What is switched in a barrel CPU at each clock cycle between threads is not a context, i.e. not the registers, but the execution units of the CPU, which become attached to the context of the current thread, i.e. to its registers. For each thread there is a distinct set of registers, storing the thread context.

The descriptions of the internal architecture of GPUs are extremely confusing, because NVIDIA has chosen to replace in its documentation all the words that have been used for decades when describing CPUs with different words, with no apparent reason except of obfuscating the GPU architecture. AMD has followed NVIDIA, and they have created a third set of architectural terms, mapped one to one to those of NVIDIA, but using yet other words, for maximum confusion.

For instance, NVIDIA calls "warp" what in a CPU is called "thread". What NVIDIA calls "thread" is what in a CPU is called "vector lane" or "SIMD lane". What NVIDIA calls "stream multiprocessor" is what in a CPU is called "core".

Both GPUs and CPUs are made of multiple cores, which can execute programs in parallel.

Each core can execute multiple threads, which share the same execution units. For executing multiple threads, most if not all GPUs use FGMT, while most modern CPUs use SMT (Simultaneous Multithreading).

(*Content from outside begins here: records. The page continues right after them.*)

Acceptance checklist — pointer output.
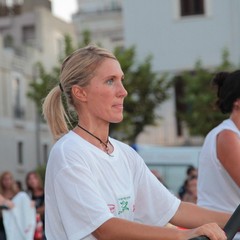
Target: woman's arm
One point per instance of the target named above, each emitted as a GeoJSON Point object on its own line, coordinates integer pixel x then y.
{"type": "Point", "coordinates": [228, 152]}
{"type": "Point", "coordinates": [188, 216]}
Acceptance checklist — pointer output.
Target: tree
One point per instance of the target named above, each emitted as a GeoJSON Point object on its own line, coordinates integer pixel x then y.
{"type": "Point", "coordinates": [199, 96]}
{"type": "Point", "coordinates": [146, 90]}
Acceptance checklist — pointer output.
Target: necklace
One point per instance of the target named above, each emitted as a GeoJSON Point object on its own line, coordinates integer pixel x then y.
{"type": "Point", "coordinates": [104, 144]}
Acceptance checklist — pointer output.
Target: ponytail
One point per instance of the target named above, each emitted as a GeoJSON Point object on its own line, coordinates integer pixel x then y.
{"type": "Point", "coordinates": [55, 114]}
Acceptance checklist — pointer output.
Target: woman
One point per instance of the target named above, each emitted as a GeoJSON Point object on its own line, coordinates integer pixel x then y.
{"type": "Point", "coordinates": [36, 191]}
{"type": "Point", "coordinates": [219, 163]}
{"type": "Point", "coordinates": [97, 187]}
{"type": "Point", "coordinates": [18, 217]}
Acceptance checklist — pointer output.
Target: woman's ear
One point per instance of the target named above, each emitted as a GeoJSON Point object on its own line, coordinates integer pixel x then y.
{"type": "Point", "coordinates": [79, 93]}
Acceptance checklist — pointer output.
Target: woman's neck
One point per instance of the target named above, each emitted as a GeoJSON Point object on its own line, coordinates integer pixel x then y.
{"type": "Point", "coordinates": [235, 117]}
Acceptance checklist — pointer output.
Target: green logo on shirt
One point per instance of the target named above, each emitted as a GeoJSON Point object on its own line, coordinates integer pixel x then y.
{"type": "Point", "coordinates": [123, 204]}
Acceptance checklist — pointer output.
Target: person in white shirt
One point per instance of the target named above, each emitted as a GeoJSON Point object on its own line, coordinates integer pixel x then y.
{"type": "Point", "coordinates": [219, 160]}
{"type": "Point", "coordinates": [97, 187]}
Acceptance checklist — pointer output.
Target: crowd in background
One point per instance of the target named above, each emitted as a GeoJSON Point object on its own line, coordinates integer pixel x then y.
{"type": "Point", "coordinates": [21, 209]}
{"type": "Point", "coordinates": [188, 191]}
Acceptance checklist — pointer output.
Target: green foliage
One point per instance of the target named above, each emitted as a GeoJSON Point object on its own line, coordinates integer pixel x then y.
{"type": "Point", "coordinates": [199, 97]}
{"type": "Point", "coordinates": [146, 91]}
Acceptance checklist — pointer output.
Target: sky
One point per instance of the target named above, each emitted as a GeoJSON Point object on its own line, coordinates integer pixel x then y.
{"type": "Point", "coordinates": [64, 8]}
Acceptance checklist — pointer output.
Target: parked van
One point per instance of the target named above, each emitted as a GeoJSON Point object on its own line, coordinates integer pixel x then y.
{"type": "Point", "coordinates": [170, 162]}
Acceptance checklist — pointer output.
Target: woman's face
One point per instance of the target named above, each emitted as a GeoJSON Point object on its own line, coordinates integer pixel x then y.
{"type": "Point", "coordinates": [105, 93]}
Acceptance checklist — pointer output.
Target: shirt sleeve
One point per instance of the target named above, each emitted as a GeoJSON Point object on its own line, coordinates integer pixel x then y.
{"type": "Point", "coordinates": [81, 207]}
{"type": "Point", "coordinates": [155, 204]}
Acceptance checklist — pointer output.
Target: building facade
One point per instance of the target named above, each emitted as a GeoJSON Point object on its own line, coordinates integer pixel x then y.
{"type": "Point", "coordinates": [177, 33]}
{"type": "Point", "coordinates": [102, 19]}
{"type": "Point", "coordinates": [30, 35]}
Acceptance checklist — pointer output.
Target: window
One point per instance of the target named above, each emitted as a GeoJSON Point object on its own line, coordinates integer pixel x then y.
{"type": "Point", "coordinates": [192, 7]}
{"type": "Point", "coordinates": [20, 152]}
{"type": "Point", "coordinates": [17, 108]}
{"type": "Point", "coordinates": [28, 35]}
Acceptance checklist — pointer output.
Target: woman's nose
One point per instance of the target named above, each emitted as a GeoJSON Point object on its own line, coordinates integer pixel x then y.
{"type": "Point", "coordinates": [122, 91]}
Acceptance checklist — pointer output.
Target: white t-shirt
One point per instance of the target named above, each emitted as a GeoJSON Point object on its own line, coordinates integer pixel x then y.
{"type": "Point", "coordinates": [84, 187]}
{"type": "Point", "coordinates": [216, 189]}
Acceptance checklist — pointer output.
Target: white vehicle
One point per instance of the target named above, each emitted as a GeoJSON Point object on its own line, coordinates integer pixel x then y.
{"type": "Point", "coordinates": [170, 162]}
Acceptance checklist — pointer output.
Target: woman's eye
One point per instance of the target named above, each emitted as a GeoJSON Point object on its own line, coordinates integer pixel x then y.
{"type": "Point", "coordinates": [110, 81]}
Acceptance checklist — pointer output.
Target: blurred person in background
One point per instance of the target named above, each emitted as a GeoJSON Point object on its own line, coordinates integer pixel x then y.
{"type": "Point", "coordinates": [219, 160]}
{"type": "Point", "coordinates": [190, 186]}
{"type": "Point", "coordinates": [191, 171]}
{"type": "Point", "coordinates": [19, 219]}
{"type": "Point", "coordinates": [35, 190]}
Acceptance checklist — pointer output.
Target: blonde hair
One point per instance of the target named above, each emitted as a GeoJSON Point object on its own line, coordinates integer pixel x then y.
{"type": "Point", "coordinates": [2, 187]}
{"type": "Point", "coordinates": [77, 69]}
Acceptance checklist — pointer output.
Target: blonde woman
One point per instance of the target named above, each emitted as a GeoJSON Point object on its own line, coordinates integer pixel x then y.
{"type": "Point", "coordinates": [97, 187]}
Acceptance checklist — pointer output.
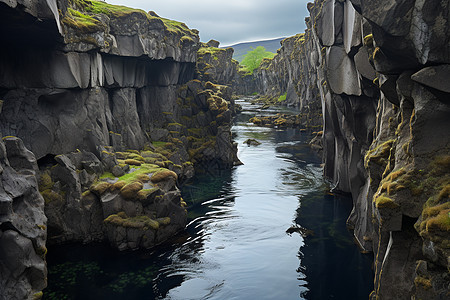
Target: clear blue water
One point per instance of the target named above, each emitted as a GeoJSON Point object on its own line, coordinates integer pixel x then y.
{"type": "Point", "coordinates": [236, 245]}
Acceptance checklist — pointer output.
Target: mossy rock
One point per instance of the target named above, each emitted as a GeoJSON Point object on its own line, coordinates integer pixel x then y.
{"type": "Point", "coordinates": [133, 162]}
{"type": "Point", "coordinates": [163, 221]}
{"type": "Point", "coordinates": [130, 190]}
{"type": "Point", "coordinates": [100, 188]}
{"type": "Point", "coordinates": [383, 201]}
{"type": "Point", "coordinates": [378, 155]}
{"type": "Point", "coordinates": [138, 222]}
{"type": "Point", "coordinates": [163, 175]}
{"type": "Point", "coordinates": [52, 196]}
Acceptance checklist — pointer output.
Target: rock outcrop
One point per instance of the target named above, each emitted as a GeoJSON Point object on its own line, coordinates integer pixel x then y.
{"type": "Point", "coordinates": [106, 99]}
{"type": "Point", "coordinates": [289, 78]}
{"type": "Point", "coordinates": [379, 71]}
{"type": "Point", "coordinates": [23, 224]}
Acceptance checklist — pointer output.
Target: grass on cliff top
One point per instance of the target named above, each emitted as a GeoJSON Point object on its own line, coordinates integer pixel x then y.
{"type": "Point", "coordinates": [85, 23]}
{"type": "Point", "coordinates": [118, 11]}
{"type": "Point", "coordinates": [100, 7]}
{"type": "Point", "coordinates": [253, 59]}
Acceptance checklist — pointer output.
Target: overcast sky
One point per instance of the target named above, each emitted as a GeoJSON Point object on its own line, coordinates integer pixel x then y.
{"type": "Point", "coordinates": [231, 21]}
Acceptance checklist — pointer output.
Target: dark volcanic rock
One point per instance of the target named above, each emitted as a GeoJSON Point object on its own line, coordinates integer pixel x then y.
{"type": "Point", "coordinates": [23, 225]}
{"type": "Point", "coordinates": [380, 72]}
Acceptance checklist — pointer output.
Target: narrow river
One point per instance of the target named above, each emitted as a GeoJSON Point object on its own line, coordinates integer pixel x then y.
{"type": "Point", "coordinates": [236, 245]}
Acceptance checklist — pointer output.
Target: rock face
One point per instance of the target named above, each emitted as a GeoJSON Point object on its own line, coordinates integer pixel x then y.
{"type": "Point", "coordinates": [385, 121]}
{"type": "Point", "coordinates": [380, 71]}
{"type": "Point", "coordinates": [106, 99]}
{"type": "Point", "coordinates": [289, 78]}
{"type": "Point", "coordinates": [23, 224]}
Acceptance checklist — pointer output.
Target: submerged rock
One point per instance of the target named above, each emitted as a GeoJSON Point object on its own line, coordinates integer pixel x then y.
{"type": "Point", "coordinates": [252, 142]}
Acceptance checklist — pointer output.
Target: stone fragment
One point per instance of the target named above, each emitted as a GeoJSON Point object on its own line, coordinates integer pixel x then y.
{"type": "Point", "coordinates": [342, 75]}
{"type": "Point", "coordinates": [436, 77]}
{"type": "Point", "coordinates": [326, 28]}
{"type": "Point", "coordinates": [351, 27]}
{"type": "Point", "coordinates": [363, 65]}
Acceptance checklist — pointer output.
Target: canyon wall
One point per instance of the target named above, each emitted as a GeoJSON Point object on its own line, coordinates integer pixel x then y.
{"type": "Point", "coordinates": [103, 116]}
{"type": "Point", "coordinates": [379, 70]}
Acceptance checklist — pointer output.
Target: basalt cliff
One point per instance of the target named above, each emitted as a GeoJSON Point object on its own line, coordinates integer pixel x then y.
{"type": "Point", "coordinates": [379, 71]}
{"type": "Point", "coordinates": [103, 110]}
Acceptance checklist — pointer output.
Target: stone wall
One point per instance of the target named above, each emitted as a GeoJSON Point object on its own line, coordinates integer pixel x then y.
{"type": "Point", "coordinates": [381, 80]}
{"type": "Point", "coordinates": [106, 100]}
{"type": "Point", "coordinates": [379, 70]}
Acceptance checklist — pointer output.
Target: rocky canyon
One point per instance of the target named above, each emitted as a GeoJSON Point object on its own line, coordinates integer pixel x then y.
{"type": "Point", "coordinates": [106, 110]}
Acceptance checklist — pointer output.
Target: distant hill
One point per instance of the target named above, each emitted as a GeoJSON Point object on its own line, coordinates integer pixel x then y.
{"type": "Point", "coordinates": [242, 48]}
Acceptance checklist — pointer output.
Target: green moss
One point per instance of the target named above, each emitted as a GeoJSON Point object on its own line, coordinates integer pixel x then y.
{"type": "Point", "coordinates": [51, 196]}
{"type": "Point", "coordinates": [107, 175]}
{"type": "Point", "coordinates": [378, 155]}
{"type": "Point", "coordinates": [100, 188]}
{"type": "Point", "coordinates": [86, 193]}
{"type": "Point", "coordinates": [210, 50]}
{"type": "Point", "coordinates": [158, 144]}
{"type": "Point", "coordinates": [163, 175]}
{"type": "Point", "coordinates": [130, 190]}
{"type": "Point", "coordinates": [368, 40]}
{"type": "Point", "coordinates": [118, 185]}
{"type": "Point", "coordinates": [45, 181]}
{"type": "Point", "coordinates": [385, 202]}
{"type": "Point", "coordinates": [82, 22]}
{"type": "Point", "coordinates": [444, 193]}
{"type": "Point", "coordinates": [37, 296]}
{"type": "Point", "coordinates": [422, 282]}
{"type": "Point", "coordinates": [145, 193]}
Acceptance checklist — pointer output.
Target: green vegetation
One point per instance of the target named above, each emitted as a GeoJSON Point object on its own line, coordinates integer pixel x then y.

Unlike FGMT, SMT can exist only on superscalar processors, i.e. which can initiate the execution of multiple instructions in the same clock cycle. Only in that case it may also be possible to initiate the execution of instructions from distinct threads in the same clock cycle.

Some GPUs may be able to initiate 2 instructions per clock cycle, only when certain conditions are met, but for all such GPUs their descriptions are typically very vague and it may be impossible to determine whether those 2 instructions may come from different threads, i.e. from different warps in the NVIDIA terminology.